I can’t find Sabria’s backpack—that is the thought I go to bed with.  I leave a note for my daughter, hanging from the hood of my kitchen stove. It reads: Natalie, I can’t find Sabria’s backpack, I think it’s in your car.  Natalie wakes me at four a.m.  “Mom, it’s not in my car.  I’m almost sure I brought it into the house.”  I feel a rising panic in my stomach.  I’m awake, I might as well get up.  I search the house.  It’s not here.  “Maybe, I left it at work,” I tell myself.
    The backpack isn’t for school.  My granddaughter is in pre-school, and they don’t carry backpacks.  The backpack is for after-school, when I pick her up and bring her back to work at New Image Car Care with me.  It contains her favorite stuffed animals, her Kindle tablet, and her old shoes—shoes that don’t seem to matter, but actually do matter, because they keep her new shoes from looking like her old shoes, which are oil-stained and worn.  I know her crayons, coloring books, Spirograph, colored pencils, ball and bicycle are at work where I left them this weekend, but when all else fails it’s the tablet and stuffed animals that keep her interest.
    I remind myself once again of the scene from NCIS, where Gibbs tells Bishop not to get ahead of herself.  “You’re anticipating what might happen instead of trusting yourself to be able to deal with what actually happens.”  I knew that advice was for me the minute I heard it.
    On Friday, I met a customer at work who was in charge of major construction sites, like those monstrous Amazon warehouses.  “They call me the Fireman,” he said, “because I spend my day putting out small fires before they become major issues.”  He dealt with things on a minute to minute basis.  I could identify, although I’ve seen myself more in sports analogies, like the player who runs interference.  Put the dog in the pen when you get off work, so he doesn’t keep everyone awake tonight like he did last night.  Fry the hamburger before you go to work, so you can get the chili ready faster when you get home.
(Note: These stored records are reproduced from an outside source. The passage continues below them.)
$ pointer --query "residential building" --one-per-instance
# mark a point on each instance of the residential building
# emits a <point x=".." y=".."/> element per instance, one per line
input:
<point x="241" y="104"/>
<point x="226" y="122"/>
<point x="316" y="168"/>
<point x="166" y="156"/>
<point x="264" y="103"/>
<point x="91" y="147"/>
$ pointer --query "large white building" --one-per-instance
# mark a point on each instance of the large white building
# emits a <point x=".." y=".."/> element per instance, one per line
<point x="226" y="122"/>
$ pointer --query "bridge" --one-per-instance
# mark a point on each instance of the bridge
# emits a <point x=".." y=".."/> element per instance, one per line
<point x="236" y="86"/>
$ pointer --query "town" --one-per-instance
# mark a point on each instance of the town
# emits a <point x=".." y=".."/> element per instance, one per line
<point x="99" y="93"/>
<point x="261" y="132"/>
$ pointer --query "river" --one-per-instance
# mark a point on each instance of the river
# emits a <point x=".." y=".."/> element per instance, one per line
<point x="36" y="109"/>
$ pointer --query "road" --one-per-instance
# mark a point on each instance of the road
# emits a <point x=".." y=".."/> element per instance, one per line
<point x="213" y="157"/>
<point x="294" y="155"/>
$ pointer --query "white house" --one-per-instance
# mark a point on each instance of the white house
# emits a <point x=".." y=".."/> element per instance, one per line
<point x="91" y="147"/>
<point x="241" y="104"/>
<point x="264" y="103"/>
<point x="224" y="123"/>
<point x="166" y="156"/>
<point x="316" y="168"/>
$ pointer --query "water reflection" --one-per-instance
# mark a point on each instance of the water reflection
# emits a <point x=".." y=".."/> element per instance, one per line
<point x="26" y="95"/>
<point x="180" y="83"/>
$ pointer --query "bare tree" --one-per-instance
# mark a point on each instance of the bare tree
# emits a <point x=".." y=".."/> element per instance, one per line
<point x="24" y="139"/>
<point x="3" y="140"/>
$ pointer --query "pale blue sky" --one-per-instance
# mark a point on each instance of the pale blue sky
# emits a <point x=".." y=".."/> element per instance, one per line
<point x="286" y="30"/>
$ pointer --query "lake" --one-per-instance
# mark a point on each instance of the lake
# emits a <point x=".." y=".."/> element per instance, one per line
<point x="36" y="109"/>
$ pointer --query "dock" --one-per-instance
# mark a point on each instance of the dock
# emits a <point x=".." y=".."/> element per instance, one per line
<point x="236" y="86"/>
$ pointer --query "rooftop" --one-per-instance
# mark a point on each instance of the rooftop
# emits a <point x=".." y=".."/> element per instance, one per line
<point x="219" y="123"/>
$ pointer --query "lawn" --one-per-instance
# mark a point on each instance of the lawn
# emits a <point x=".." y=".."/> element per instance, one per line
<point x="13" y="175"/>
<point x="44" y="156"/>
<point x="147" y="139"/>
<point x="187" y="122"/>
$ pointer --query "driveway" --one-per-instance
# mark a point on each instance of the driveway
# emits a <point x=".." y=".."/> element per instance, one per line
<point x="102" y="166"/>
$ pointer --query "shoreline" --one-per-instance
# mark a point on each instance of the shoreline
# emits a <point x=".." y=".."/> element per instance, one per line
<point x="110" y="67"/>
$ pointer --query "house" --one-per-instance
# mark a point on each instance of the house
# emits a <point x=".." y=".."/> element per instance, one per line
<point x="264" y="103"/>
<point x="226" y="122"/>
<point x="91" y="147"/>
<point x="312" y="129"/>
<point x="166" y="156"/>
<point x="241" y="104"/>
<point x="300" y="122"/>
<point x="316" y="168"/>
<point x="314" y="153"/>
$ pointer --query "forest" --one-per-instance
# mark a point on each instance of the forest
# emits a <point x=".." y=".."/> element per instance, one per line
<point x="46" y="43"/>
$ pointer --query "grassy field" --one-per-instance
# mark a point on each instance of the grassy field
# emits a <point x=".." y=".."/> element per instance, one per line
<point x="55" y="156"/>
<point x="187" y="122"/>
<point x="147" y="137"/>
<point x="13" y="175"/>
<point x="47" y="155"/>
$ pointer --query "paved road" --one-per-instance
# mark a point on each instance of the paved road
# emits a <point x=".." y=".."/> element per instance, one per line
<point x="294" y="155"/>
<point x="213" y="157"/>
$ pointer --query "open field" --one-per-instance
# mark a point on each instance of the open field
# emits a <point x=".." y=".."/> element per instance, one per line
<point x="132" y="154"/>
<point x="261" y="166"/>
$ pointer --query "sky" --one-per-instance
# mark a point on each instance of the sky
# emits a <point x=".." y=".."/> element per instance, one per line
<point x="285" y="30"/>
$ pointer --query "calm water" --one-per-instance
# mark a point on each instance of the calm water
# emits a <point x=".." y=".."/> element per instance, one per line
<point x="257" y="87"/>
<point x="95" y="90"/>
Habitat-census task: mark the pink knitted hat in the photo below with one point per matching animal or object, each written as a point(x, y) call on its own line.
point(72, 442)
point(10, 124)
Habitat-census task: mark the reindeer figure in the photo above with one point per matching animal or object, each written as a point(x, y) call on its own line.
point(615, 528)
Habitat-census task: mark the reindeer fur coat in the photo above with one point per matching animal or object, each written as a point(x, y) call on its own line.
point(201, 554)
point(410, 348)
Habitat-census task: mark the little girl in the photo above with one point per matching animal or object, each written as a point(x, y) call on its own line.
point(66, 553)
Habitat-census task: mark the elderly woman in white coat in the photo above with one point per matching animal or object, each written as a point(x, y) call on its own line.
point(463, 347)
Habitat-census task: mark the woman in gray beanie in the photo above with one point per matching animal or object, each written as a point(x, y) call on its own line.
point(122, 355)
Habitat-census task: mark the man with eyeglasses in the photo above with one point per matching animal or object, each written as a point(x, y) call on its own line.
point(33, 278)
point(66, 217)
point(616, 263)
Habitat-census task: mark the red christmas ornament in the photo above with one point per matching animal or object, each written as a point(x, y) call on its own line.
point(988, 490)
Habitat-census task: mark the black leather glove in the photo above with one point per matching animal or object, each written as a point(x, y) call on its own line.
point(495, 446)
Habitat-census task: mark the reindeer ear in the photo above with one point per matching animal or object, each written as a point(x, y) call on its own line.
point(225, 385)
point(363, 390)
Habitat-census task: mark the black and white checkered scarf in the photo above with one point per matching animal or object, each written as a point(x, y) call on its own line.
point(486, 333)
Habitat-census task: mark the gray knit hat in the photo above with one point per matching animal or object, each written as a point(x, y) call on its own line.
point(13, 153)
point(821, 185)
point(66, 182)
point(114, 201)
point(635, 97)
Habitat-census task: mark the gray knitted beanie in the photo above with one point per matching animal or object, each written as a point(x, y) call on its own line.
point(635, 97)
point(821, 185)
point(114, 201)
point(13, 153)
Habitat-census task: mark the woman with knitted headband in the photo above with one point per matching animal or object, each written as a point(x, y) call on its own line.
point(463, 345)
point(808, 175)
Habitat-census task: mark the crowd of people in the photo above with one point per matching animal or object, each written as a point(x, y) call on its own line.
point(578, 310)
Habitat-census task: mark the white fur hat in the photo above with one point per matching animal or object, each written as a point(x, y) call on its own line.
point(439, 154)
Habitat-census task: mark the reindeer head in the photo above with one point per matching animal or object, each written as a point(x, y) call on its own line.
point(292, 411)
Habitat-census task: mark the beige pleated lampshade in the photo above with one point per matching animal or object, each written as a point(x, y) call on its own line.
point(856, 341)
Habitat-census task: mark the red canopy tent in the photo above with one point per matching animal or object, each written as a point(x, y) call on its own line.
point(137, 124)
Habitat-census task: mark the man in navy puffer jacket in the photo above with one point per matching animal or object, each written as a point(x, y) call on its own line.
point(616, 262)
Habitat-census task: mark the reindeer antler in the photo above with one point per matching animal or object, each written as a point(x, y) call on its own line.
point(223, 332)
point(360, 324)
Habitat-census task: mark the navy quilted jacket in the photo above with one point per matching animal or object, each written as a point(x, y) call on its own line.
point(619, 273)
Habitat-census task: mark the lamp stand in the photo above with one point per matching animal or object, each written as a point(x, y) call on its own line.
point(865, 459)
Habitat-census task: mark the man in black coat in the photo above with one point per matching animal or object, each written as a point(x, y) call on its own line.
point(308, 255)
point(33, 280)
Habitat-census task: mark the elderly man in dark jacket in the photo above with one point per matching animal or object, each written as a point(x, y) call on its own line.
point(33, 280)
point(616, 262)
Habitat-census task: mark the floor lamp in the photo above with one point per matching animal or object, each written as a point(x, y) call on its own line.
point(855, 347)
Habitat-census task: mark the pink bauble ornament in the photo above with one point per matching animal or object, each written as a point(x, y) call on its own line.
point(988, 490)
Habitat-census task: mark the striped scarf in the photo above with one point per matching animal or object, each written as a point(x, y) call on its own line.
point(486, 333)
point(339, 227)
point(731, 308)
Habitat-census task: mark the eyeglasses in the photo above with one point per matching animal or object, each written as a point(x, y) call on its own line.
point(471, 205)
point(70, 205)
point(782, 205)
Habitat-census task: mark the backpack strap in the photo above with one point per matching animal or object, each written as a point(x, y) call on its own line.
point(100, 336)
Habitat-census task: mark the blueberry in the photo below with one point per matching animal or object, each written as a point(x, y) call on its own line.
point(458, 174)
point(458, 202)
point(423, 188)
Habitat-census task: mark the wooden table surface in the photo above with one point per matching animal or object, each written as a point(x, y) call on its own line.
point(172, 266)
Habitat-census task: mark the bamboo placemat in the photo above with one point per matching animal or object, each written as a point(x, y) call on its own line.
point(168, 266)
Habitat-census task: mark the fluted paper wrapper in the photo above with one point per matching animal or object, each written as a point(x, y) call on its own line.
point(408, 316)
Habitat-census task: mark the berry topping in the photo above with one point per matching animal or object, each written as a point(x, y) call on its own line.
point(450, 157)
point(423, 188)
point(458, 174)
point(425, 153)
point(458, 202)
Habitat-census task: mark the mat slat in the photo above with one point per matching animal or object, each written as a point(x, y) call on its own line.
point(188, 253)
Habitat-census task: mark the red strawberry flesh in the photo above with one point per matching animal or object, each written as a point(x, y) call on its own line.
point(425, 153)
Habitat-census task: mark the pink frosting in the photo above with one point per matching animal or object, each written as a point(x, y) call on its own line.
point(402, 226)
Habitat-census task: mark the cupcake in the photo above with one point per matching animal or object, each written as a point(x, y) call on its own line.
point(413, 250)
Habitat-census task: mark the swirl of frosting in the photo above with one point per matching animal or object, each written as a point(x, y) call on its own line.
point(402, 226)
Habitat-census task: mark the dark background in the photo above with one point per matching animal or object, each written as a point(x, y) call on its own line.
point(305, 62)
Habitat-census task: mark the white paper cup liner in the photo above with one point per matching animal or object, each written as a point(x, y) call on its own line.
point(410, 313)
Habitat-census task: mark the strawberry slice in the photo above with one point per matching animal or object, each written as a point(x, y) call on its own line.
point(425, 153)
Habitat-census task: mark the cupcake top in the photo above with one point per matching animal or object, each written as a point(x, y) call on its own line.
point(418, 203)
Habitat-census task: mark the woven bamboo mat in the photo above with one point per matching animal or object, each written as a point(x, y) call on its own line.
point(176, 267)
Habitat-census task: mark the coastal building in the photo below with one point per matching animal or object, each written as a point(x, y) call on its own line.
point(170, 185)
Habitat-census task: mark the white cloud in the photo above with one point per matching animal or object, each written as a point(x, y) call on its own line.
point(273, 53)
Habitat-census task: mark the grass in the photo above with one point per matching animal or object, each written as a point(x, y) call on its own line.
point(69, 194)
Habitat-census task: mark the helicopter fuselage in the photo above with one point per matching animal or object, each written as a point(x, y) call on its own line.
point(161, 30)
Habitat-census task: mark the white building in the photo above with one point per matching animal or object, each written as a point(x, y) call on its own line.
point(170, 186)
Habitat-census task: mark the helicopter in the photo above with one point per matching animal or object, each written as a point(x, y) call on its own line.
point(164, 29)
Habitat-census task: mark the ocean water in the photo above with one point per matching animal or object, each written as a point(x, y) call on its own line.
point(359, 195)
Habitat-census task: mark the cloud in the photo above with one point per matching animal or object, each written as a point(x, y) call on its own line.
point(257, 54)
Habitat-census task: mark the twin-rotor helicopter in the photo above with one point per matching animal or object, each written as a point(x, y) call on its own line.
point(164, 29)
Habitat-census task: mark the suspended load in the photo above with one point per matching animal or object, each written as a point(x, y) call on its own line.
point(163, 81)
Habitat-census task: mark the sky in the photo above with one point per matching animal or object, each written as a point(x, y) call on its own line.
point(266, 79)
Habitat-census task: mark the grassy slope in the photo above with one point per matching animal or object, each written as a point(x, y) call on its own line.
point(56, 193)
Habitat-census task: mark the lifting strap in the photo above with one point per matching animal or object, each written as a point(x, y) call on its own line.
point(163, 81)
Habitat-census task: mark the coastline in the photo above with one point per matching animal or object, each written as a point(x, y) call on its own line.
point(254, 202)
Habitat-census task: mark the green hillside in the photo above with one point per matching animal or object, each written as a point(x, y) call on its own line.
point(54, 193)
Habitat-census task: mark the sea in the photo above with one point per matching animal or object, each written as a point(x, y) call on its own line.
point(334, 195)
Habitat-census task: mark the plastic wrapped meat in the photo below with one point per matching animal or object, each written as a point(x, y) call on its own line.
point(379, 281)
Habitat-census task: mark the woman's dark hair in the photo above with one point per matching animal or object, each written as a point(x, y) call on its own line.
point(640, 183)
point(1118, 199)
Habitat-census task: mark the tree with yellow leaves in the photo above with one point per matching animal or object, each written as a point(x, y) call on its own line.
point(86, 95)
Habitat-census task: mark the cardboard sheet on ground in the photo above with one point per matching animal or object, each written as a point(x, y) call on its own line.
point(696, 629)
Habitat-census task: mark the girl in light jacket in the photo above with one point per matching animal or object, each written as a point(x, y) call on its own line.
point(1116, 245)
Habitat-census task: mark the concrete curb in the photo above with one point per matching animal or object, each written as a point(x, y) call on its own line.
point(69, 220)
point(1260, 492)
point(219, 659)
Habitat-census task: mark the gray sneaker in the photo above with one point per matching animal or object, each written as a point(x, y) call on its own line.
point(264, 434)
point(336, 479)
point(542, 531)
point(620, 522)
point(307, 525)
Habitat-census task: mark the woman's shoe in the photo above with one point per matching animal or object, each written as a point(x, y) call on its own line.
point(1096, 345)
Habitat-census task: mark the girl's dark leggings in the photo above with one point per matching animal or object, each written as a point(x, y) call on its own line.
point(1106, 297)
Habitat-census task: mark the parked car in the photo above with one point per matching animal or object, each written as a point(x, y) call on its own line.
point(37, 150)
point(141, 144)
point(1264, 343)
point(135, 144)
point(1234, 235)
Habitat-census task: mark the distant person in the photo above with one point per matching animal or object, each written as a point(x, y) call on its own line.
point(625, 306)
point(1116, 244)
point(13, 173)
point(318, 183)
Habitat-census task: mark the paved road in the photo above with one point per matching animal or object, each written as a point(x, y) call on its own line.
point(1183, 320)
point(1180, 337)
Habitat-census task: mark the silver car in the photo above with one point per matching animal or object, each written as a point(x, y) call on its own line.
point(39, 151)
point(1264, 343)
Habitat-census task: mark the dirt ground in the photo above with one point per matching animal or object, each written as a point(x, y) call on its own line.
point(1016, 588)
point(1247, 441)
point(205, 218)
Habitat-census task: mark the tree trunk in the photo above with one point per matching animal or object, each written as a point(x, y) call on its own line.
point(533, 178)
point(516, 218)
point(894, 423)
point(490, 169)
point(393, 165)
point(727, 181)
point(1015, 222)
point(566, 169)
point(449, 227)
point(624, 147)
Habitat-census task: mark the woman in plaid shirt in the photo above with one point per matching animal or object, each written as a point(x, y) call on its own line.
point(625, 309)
    I grew up in a house with people who were emotionally unpredictable, I tell myself.  I live in a house with a four-year-old, they’re all emotionally unpredictable, I tell myself.  I was born in September, I’m a Virgo, I tell myself.  Everybody knows Virgos hate conflict.  We want peace.  We’d rather stay in the background.  We just want to get along with everybody.  These are also things I tell myself in order to justify my anxiety with conflict and unpredictability. 
    The fireman customer, the one in charge of major construction sites, showed me a picture of his youngest child.  “This one has a September birthday like me,” he said.
    “You’re a Virgo,” I said, in surprise.  “I’m a Virgo also,” I added, “We’re easy to get along with.”
    “Too easy, sometimes,” he said.
    “But you’re not,” I thought, but didn’t say.
    I thought about that guy this weekend.  He was on my mind when I left the note for my daughter about the backpack. 
    Today, I have a chance to step outside the role I’ve excused myself to, albeit on a much smaller scale than the fireman deals with.  I can pick up my granddaughter from school, bring her back to my work and deal with the issue of having lost her backpack with her favorite things.  I can put out the fire that arises instead of trying to prevent the one that might occur.  The fireman has inspired me.  I know I can do it.  But I really wish I could find that backpack!